In all tasks, humans performed demonstrably better than machines, even as AI advances such as ChatGPT have closed the performance gap.

!!!This study revealed a significant gap between AI- and human-level “understanding” of why a cartoon is funny. The best AI performance in a multiple choice test of matching cartoon to caption was only 62% accuracy, far behind humans’ 94% in the same setting. And when it came to comparing human- vs. AI-generated explanations, humans’ were preferred roughly 2-to-1.

While AI might not be able to “understand” humor yet, the authors wrote, it could be a collaborative tool humorists could use to brainstorm ideas.

!!!This work was funded in part by the Defense Advanced Research Projects Agency; AI2; and a Google Focused Research Award.”

Erdem Memisyazici August 21, 2023 6:57 AM

@Winter said it well.

I suppose for most setups the rewards system has to be built in. Most A.I. has to be told what is good and what is bad so asking it to play a game is a great way to distinguish the output behind the monitor.

If it wasn’t done before it won’t know what to do. Just a little creativity in CAPTCHAs can easily overcome 97% in the visual tasks department alone. Of course someone will sit down and train a new network to defeat those puzzles and you’ll have to alter it again but creativity is limitless.
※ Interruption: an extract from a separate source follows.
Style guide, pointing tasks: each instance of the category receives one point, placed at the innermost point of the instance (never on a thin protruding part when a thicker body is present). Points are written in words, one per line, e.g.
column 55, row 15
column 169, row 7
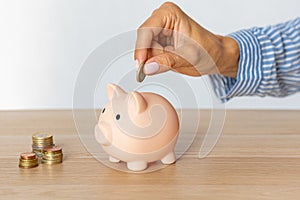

Grima Squeakersen August 22, 2023 6:23 PM

I despise CAPTCHAS of all kinds, but the most ludicrous examples weren’t mentioned. For ReCAPTCHA, it is evidently at the discretion of the site operator whether any of the identification images are even generated. Quite a number of sites “secure” access by merely requiring a single click, to place a checkmark in a single box, “to prove that you are human”, nothing more than that. NTM that the box and the attendent images are always identical, and always appear at the identical relative screen coordinates. What a colassal waste of bits and time. I haven’t written any serious code in 27 years, but I’d bet I could whip up a widget to automatically answer that challenge in less than 2 days (day 1 would be spent studying the syntax of a modern language or code generator). If I was forced to choose a CAPTCHA that I prefer, I’d take sliding the jigsaw puzzle piece into position version. It’s most likely no less secure than the others, and it is quick to complete.

jaro August 23, 2023 3:21 AM

Trying to fight against the bots on our forum, I pretty much appreciate that we have at least CAPTCHA tools that disable hundreds of new fake IDs every day that just want to spam.

Still, they sometimes manage, so we have to keep the CAPTCHA tools up to date – and the single check box won’t do at all any more. Unfortunately.

runedust September 18, 2023 1:57 AM

Check out the book Qualityland by Marc-Uwe Kling. I absolutely love it.
In it, you are a human when you solve a CAPTCHA wrong. If the CAPTCHA is solved correctly it’s a prove that it was a machine 🙂

Anonymous March 21, 2024 8:15 AM

I just realized that the new captcha where you have to select images with certain objects in them is in fact unpaid labor for AI Training.